Implementation:EvolvingLMMs Lab Lmms eval Cli Evaluate Model Test
| Knowledge Sources | |
|---|---|
| Domains | Testing, Model_Management |
| Last Updated | 2026-02-14 00:00 GMT |
Overview
Concrete tool for validating custom model integration with limited evaluation runs provided by the lmms-eval framework.
Description
The cli_evaluate function in lmms_eval/__main__.py is the main entry point for running evaluations from the command line. Combined with the --limit flag, it provides a fast validation mechanism for newly integrated models. The function orchestrates argument parsing, model instantiation, task building, evaluation dispatch, and result reporting.
Internally, cli_evaluate delegates to evaluator.simple_evaluate(), which handles model resolution via the registry, task dictionary construction, request building, and the core evaluation loop. The limit parameter flows through to evaluate(), where it caps the number of documents processed per task.
The --log_samples flag triggers per-sample output saving, which writes detailed JSON files containing the document, model arguments, raw responses, filtered responses, and computed metrics for each evaluation example.
Usage
Use this CLI command pattern immediately after completing a model integration to verify that the model loads, processes inputs, generates outputs, and produces metrics without errors. Start with --limit 8 and increase gradually as confidence grows.
Code Reference
Source Location
- Repository: lmms-eval
- File (CLI entry):
lmms_eval/__main__.py, Lines L445-544 - File (evaluator):
lmms_eval/evaluator.py, Lines L191-204
Signature
# CLI entry point
def cli_evaluate(args: Union[argparse.Namespace, None] = None) -> None: ...

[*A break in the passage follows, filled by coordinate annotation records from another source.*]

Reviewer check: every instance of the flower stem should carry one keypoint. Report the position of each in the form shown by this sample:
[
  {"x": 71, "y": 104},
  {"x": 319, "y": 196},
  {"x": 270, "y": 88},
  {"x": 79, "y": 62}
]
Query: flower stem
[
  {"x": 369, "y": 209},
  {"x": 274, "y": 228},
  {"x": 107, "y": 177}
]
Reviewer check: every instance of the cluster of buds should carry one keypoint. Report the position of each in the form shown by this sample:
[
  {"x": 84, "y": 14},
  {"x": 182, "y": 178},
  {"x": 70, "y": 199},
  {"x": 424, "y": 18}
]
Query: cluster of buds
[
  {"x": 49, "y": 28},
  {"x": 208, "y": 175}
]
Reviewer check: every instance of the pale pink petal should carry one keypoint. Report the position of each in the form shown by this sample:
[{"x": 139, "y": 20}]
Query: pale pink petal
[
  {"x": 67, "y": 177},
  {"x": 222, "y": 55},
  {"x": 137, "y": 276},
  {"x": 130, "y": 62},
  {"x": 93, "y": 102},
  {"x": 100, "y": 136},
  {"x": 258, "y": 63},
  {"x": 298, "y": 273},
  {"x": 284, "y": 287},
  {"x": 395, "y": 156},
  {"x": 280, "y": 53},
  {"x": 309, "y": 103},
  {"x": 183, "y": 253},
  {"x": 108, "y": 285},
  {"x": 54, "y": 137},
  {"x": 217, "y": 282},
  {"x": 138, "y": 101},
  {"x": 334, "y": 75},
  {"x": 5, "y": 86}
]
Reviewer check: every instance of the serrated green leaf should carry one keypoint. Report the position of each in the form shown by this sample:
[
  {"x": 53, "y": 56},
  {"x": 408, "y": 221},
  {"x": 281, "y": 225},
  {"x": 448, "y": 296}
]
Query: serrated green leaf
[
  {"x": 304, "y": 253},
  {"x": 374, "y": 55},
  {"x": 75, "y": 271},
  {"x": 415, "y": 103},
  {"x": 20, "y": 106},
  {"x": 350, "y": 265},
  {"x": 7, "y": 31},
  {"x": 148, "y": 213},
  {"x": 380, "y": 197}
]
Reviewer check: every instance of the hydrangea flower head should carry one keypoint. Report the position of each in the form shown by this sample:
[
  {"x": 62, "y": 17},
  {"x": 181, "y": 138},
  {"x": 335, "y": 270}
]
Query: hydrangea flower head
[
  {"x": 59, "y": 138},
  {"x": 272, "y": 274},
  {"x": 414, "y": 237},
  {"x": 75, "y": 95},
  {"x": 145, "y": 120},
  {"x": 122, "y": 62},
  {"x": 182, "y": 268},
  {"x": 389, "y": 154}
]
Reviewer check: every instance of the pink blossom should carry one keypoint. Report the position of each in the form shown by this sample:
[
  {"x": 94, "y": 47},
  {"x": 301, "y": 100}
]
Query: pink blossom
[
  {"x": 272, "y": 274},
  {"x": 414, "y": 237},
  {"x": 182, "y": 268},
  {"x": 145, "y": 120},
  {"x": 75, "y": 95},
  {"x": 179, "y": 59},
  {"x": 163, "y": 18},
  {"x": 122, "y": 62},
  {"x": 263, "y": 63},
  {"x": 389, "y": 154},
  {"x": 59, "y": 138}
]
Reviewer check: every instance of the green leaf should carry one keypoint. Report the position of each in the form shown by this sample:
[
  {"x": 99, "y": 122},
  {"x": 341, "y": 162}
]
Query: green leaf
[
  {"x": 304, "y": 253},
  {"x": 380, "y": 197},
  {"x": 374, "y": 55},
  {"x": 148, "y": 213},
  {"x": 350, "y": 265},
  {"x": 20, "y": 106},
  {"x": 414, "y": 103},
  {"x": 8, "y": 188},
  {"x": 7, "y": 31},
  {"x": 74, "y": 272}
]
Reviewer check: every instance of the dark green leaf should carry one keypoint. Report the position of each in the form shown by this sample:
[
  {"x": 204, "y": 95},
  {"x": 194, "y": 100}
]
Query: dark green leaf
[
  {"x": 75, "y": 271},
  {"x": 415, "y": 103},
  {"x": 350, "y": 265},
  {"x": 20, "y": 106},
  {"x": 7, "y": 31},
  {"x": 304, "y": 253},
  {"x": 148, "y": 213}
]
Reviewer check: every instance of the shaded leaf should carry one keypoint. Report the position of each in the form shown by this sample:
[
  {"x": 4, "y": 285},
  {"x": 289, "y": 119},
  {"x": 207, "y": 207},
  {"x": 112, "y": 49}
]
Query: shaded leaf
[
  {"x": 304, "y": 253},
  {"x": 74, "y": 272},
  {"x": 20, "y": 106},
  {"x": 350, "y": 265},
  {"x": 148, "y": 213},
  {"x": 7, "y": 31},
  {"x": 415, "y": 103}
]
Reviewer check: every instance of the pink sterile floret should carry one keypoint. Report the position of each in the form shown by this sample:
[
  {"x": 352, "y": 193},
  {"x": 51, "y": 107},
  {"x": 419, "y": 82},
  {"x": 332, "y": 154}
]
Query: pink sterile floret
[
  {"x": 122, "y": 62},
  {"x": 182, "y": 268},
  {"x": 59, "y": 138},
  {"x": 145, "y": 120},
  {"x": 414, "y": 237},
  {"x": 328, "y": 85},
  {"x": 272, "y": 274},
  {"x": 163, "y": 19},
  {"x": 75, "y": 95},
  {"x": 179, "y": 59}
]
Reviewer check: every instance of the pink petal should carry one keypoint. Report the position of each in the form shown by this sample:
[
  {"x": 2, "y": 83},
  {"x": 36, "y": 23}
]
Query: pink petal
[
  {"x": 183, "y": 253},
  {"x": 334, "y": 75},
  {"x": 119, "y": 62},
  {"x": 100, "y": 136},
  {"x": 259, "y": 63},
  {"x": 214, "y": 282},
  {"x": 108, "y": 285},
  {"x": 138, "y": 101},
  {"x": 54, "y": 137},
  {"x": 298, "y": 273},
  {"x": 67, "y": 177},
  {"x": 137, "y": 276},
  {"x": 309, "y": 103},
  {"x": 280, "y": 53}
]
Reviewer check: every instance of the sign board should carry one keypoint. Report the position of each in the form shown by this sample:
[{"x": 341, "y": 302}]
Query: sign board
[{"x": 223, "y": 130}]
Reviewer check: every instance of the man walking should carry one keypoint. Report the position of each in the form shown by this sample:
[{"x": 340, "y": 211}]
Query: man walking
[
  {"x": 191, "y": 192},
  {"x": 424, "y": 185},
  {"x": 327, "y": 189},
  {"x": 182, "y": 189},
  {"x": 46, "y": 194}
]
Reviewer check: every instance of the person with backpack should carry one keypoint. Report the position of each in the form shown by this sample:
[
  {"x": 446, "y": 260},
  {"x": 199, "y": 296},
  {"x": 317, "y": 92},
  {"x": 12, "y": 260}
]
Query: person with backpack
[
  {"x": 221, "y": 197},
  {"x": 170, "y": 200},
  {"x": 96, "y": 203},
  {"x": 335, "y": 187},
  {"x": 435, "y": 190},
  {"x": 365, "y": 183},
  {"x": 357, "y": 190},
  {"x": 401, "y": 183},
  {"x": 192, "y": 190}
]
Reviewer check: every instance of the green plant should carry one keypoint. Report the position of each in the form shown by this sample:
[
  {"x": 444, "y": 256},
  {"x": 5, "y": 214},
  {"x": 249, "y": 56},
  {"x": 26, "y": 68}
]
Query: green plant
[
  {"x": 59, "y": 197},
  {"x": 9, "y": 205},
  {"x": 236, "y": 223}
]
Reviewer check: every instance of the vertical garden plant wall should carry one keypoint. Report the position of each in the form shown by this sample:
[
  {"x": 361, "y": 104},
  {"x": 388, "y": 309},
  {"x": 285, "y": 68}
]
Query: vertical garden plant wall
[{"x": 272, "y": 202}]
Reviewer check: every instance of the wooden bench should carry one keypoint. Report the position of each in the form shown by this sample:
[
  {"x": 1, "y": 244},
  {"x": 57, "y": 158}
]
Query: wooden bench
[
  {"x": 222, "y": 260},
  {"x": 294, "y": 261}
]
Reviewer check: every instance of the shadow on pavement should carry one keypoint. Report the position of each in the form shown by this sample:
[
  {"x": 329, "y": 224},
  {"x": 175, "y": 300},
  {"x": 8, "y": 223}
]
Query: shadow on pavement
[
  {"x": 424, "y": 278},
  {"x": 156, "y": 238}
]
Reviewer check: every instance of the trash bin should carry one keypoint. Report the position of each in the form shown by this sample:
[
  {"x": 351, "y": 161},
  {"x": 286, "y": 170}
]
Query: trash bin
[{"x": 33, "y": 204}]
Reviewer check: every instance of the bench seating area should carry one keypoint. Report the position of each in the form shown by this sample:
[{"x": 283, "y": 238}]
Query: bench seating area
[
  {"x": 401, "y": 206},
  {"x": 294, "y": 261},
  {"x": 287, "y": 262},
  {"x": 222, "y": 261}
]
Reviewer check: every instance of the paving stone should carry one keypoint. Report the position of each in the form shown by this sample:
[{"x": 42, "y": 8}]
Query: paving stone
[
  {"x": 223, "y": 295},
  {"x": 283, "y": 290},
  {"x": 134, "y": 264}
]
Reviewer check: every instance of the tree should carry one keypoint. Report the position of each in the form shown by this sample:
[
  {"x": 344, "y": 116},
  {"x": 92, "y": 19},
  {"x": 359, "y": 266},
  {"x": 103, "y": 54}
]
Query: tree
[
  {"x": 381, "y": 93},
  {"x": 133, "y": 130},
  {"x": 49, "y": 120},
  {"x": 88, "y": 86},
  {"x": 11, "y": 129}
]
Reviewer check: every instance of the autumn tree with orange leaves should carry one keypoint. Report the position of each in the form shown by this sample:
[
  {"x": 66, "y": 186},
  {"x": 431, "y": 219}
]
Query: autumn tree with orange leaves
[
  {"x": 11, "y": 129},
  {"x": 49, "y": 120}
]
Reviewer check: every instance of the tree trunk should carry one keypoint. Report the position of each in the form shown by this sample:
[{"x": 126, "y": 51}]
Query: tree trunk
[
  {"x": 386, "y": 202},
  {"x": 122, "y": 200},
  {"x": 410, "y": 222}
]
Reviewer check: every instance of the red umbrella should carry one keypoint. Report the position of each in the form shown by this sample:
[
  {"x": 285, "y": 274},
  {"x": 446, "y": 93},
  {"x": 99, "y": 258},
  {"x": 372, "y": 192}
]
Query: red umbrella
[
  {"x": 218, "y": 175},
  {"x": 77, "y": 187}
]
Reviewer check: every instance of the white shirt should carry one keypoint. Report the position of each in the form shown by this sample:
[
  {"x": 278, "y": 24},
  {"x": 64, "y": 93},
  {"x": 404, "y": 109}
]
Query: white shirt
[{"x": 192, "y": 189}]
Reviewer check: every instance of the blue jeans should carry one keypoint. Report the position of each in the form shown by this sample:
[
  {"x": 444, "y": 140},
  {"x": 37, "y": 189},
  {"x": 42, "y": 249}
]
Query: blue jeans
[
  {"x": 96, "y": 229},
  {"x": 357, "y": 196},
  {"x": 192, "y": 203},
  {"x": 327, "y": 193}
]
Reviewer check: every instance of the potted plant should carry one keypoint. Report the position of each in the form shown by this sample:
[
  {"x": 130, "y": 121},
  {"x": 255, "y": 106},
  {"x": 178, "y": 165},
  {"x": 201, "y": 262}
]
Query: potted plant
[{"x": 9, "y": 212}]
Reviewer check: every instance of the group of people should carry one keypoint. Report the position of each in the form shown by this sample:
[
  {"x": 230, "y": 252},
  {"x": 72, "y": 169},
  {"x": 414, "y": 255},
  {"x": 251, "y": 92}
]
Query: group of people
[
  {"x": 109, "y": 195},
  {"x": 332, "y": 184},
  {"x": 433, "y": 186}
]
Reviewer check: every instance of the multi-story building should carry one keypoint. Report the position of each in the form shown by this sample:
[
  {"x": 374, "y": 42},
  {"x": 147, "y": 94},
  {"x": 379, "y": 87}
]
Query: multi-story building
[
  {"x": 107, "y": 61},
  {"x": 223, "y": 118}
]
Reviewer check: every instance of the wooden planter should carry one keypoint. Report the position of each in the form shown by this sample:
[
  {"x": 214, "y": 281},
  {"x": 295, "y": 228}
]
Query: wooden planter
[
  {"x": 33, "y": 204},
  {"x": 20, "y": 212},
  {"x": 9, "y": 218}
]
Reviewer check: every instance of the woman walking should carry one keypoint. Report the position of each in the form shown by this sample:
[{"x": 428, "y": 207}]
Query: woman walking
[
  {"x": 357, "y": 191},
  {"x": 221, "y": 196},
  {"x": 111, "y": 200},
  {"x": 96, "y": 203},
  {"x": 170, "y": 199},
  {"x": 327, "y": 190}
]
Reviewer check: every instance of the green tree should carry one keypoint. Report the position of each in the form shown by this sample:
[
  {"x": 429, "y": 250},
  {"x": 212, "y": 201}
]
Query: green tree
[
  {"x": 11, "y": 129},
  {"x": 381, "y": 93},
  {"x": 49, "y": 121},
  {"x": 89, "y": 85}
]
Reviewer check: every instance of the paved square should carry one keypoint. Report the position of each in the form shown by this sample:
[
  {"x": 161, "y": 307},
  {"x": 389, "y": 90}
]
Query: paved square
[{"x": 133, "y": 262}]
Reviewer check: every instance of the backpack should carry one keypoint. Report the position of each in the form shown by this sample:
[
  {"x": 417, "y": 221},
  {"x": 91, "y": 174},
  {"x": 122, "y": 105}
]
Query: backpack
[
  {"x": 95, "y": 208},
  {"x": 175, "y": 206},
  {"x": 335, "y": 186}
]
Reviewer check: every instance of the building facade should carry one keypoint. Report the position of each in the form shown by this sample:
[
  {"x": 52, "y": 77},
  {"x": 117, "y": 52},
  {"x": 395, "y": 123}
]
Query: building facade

# Core evaluation function
def simple_evaluate(
model,
model_args: Optional[Union[str, dict]] = None,
tasks: Optional[List[Union[str, dict, object]]] = None,
num_fewshot: Optional[int] = None,
batch_size: Optional[Union[int, str]] = None,
max_batch_size: Optional[int] = None,
device: Optional[str] = None,
limit: Optional[Union[int, float]] = None,
offset: int = 0,
log_samples: bool = True,
force_simple: bool = False,
# ... additional parameters
): ...
Import
# Typically invoked from the command line, not imported directly:
# python -m lmms_eval --model <name> --model_args <args> --tasks <task> --limit 8
# For programmatic use:
from lmms_eval.evaluator import simple_evaluate
I/O Contract
Inputs
| Name | Type | Required | Description |
|---|---|---|---|
| --model | str |
Yes | Registered model name to test (e.g., my_custom_model).
|
| --model_args | str |
Yes | Comma-separated constructor arguments: pretrained=<path>,max_pixels=<N>.
|
| --tasks | str |
Yes | Comma-separated task names for testing (e.g., mme).
|
| --limit | int/float |
No (but recommended for testing) | Number of examples per task. Use 8 for quick smoke tests. If <1, treated as a percentage.
|
| --log_samples | flag | No | When present, saves all model outputs and documents for per-sample inspection. |
| --force_simple | flag | No | When present, forces the simple protocol even if a chat implementation exists. |
| --output_path | str |
Required if --log_samples |
Directory path for saving result files and per-sample logs. |
| --device | str |
No | Target device (e.g., cuda:0). If omitted, determined by the Accelerator.
|
| --batch_size | int/str |
No (default 1) | Batch size for model inference. Use 1 when testing to minimize memory issues.
|
| --verbosity | str |
No (default "INFO") |
Set to "DEBUG" for detailed error tracebacks during testing.
|
Outputs
| Name | Type | Description |
|---|---|---|
| Console table | text | Formatted results table showing per-task metrics (accuracy, score, etc.). |
| Results JSON | dict |
Aggregated results including model config, task configs, versions, metrics, and sample counts. |
| Sample logs | JSON files | Per-task JSONL files containing doc_id, doc, target, arguments, resps, filtered_resps, and computed metrics for each example.
|
Usage Examples
Quick Smoke Test
# Minimal test: 8 examples, single task, single GPU
python -m lmms_eval \
--model my_custom_model \
--model_args pretrained=my-org/my-model \
--tasks mme \
--limit 8 \
--device cuda:0
Test with Sample Logging
# Save per-sample outputs for manual inspection
python -m lmms_eval \
--model my_custom_model \
--model_args pretrained=my-org/my-model,max_pixels=12845056 \
--tasks mme \
--limit 8 \
--log_samples \
--output_path ./test_results/ \
--device cuda:0
Test Both Protocols
# Test chat protocol (default if chat_class_path is registered)
python -m lmms_eval \
--model my_custom_model \
--model_args pretrained=my-org/my-model \
--tasks mme \
--limit 8
# Test simple protocol explicitly
python -m lmms_eval \
--model my_custom_model \
--model_args pretrained=my-org/my-model \
--tasks mme \
--limit 8 \
--force_simple
Debug Mode with Verbose Output
# Enable debug verbosity for detailed error tracebacks
python -m lmms_eval \
--model my_custom_model \
--model_args pretrained=my-org/my-model \
--tasks mme \
--limit 8 \
--verbosity DEBUG \
--device cuda:0
Programmatic Testing
from lmms_eval.evaluator import simple_evaluate
results = simple_evaluate(
model="my_custom_model",
model_args="pretrained=my-org/my-model",
tasks=["mme"],
limit=8,
batch_size=1,
device="cuda:0",
log_samples=True,
)
# Check results
if results is not None:
for task_name, task_results in results["results"].items():
print(f"{task_name}: {task_results}")